I have a generics factory method.

public static <T> List<T> create(){
    return new ArrayList<T>();
}

But it hasn't arguments/parameters.

I don't give the type paramter for the function, but it knows the appropriate type without any arguments.

public static void main(String[] args){
    List<Integer> intlist = create();  //it is an Integer List
    List<String> stringlist = create();  //it is a String List
}

Answer 1

One point of view is that when the generic parameter is not explicitly given, it is inferred. Usually, it is inferred from the arguments, but when there are no arguments, in limited cases (e.g. variable declaration) it can be inferred from the left side.
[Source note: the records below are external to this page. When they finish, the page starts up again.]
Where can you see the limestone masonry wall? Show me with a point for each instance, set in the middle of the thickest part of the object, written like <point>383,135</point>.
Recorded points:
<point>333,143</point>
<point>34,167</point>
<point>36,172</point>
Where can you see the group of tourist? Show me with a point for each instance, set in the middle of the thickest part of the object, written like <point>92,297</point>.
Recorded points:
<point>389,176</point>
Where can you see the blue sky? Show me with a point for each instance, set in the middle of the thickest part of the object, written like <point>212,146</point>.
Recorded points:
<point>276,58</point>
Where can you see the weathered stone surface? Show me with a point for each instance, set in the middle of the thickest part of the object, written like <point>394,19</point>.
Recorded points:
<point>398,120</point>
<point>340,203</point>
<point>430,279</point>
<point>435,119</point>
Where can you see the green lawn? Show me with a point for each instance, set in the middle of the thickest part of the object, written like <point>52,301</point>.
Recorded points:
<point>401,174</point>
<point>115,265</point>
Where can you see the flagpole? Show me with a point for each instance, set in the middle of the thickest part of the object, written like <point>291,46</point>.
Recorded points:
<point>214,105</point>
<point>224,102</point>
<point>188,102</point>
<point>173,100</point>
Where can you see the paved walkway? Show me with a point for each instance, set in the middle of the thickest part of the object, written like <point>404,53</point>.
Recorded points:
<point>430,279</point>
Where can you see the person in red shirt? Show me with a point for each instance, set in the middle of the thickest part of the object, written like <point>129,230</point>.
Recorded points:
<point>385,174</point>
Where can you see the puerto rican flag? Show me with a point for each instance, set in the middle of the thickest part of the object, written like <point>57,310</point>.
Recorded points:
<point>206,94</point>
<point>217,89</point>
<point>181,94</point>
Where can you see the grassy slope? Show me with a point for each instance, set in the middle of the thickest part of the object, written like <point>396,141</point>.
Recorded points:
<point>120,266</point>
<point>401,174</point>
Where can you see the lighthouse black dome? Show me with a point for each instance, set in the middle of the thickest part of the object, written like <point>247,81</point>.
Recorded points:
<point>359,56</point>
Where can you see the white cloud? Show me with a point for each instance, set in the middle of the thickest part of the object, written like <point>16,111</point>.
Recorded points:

Another point of view is that, when the generic parameter is not explicitly given, the compiler doesn't really care what the parameter is exactly. After all, the type parameter does not affect the compiled bytecode at all. It just needs to be able to prove that there exists some type parameter that would make it work; and it doesn't care any more. There could be multiple valid type parameters for a situation; but it doesn't care which one is "used", because it has no effect on the result. In this case, since the method takes no arguments and returns a List<T> where T is a generic for the method, as long as it's used in a context that takes a List, it is valid, because regardless of List<what exactly> is desired, a valid T exists (T = whatever type parameter is desired). So the compiler doesn't actually need to check the type parameter at all in this case.

Answer 2

The JVM doesn't know the generic type parameter due to type erasure.

The Java compiler is able to infer that T should be Integer or String in your examples, because it has access to the generic type information on the types of the variables you have declared.